Days after the stormy screening of Lars Von Trier’s Antichrist, a film that fiercely divided critics, two major deals have been concluded on the film.

TrustNordisk has found a UK buyer with increasingly voracious distributor Artificial Eye. The film has also gone to the US to IFC, which has been on a mini-buying spree of Cannes competition titles.

Earlier this week, some distributors expressed severe misgivings that they would be able to release the film in the version shown in Cannes, which includes shots of genital mutilation and the ejaculation of bloo as well as penetrative sex.

However, Von Trier has already prepared a “nice Catholic” version in which the four most extreme sequences have been excised The version here in Cannes is “the naughty Protestant one”.

An upbeat Peter Aalbæk Jensen, co-boss of Zentropa, which produced the film, said that the distributors that have acquired bought the film can release either version.
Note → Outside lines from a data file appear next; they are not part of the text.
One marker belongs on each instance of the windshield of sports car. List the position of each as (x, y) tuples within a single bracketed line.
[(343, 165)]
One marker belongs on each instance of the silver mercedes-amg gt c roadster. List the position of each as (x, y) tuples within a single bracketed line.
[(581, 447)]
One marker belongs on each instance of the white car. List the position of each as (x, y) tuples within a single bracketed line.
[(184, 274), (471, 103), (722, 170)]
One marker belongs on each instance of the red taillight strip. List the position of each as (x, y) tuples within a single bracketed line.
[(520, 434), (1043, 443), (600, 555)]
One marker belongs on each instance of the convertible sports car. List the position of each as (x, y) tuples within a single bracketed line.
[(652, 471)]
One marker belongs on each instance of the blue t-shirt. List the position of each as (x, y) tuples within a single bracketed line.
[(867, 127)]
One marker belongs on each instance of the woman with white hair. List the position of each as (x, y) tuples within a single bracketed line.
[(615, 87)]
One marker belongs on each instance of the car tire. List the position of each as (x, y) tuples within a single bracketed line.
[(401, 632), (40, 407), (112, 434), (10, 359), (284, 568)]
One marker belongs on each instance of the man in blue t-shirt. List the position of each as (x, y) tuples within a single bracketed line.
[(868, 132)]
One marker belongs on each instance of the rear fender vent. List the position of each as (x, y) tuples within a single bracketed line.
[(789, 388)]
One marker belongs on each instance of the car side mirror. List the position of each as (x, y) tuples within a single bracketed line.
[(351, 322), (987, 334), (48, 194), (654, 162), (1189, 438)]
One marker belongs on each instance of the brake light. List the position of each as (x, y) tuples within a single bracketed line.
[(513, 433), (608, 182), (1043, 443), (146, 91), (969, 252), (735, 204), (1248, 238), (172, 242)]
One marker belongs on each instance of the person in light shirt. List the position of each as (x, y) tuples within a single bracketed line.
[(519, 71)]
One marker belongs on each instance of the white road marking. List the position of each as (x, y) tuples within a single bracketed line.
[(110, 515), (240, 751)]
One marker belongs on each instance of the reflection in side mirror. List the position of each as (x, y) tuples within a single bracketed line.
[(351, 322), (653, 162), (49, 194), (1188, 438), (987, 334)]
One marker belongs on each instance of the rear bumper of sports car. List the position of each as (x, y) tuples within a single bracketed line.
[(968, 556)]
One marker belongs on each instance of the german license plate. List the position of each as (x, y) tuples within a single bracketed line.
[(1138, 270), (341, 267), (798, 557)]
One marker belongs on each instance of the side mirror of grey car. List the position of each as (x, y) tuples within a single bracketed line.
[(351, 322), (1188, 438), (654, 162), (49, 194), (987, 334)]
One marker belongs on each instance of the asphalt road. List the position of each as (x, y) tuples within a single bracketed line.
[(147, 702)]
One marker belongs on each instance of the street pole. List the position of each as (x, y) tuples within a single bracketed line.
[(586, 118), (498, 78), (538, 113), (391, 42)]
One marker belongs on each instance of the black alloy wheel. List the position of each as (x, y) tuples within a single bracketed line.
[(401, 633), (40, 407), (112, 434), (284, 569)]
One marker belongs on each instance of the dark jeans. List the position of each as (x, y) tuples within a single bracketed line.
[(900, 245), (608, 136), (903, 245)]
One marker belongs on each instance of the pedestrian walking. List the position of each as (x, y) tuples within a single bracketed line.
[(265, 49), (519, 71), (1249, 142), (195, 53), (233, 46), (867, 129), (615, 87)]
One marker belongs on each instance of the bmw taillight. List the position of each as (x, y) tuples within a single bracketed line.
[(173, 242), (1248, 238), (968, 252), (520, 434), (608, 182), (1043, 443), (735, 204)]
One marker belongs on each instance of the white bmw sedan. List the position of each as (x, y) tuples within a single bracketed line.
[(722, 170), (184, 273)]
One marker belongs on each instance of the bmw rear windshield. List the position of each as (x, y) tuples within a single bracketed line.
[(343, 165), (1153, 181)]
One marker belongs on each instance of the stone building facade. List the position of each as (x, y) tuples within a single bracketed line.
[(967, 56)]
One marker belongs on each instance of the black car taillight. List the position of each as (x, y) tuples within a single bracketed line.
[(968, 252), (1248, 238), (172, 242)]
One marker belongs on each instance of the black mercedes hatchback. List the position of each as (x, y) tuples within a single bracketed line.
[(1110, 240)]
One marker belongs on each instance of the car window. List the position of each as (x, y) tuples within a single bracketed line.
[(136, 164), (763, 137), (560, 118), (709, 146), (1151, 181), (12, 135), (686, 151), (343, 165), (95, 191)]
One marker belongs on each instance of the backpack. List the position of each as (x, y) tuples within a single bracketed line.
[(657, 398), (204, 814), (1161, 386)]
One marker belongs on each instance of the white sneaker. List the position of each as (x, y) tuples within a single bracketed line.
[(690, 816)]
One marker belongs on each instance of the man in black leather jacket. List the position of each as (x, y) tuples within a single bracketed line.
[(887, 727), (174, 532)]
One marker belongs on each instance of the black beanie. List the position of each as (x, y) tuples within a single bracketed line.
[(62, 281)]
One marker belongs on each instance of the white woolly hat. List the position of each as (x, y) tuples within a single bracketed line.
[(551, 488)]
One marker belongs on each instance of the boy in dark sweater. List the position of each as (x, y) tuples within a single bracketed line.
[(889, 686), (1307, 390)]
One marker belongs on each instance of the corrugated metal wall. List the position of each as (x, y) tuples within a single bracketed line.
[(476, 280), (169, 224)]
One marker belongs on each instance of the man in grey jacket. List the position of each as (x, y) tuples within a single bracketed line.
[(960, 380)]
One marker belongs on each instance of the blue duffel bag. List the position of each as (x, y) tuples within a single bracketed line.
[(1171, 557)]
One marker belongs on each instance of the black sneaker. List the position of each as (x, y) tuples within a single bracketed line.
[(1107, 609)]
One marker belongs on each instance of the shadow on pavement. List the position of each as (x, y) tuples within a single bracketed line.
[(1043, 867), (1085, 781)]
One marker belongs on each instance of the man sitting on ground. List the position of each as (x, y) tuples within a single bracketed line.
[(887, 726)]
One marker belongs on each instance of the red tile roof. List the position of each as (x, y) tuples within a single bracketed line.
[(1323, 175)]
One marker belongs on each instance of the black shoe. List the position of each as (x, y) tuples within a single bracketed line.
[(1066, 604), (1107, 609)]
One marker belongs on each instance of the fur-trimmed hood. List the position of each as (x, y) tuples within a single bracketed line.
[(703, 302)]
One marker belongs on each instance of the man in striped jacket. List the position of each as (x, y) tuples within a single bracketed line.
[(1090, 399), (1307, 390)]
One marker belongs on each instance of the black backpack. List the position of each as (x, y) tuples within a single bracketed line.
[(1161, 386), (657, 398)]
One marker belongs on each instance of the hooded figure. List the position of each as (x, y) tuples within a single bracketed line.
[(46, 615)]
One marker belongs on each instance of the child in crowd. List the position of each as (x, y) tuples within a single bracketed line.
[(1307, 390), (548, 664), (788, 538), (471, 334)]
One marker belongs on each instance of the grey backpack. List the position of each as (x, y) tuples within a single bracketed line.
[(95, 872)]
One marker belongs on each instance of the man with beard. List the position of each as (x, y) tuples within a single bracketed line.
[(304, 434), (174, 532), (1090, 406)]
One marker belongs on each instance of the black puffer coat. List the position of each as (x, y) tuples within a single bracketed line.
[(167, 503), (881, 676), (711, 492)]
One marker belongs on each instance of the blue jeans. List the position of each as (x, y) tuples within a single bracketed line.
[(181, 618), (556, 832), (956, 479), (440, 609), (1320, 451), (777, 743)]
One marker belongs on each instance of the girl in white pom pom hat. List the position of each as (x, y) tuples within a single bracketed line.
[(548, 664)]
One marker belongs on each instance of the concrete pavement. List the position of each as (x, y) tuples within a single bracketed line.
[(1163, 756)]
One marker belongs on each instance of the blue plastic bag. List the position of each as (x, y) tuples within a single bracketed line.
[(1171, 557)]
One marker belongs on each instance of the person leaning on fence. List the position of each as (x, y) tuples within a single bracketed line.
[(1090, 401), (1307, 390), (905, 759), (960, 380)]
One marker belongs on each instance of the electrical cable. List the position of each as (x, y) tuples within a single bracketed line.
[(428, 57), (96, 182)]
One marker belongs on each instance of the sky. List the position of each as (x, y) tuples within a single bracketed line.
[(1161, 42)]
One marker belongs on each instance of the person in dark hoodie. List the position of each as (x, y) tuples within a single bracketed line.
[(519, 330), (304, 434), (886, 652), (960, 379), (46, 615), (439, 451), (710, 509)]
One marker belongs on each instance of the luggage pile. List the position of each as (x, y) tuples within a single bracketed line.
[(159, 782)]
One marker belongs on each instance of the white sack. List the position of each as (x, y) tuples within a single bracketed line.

Aalbæk Jensen said that TrustNordisk had received “one of the highest prices we have got in many years” from the UK for Antichrist.

He also revealed how Von Trier had changed the screenplay for Antichrist after Aalbæk Jensen inadvertently gave away the ending to journalists. He added: “the element of female being Satan was not part of the first film. Satan was nature. Actually, I think we got a much better film out of me telling the ending…even if Lars punished me by making Manderlay.”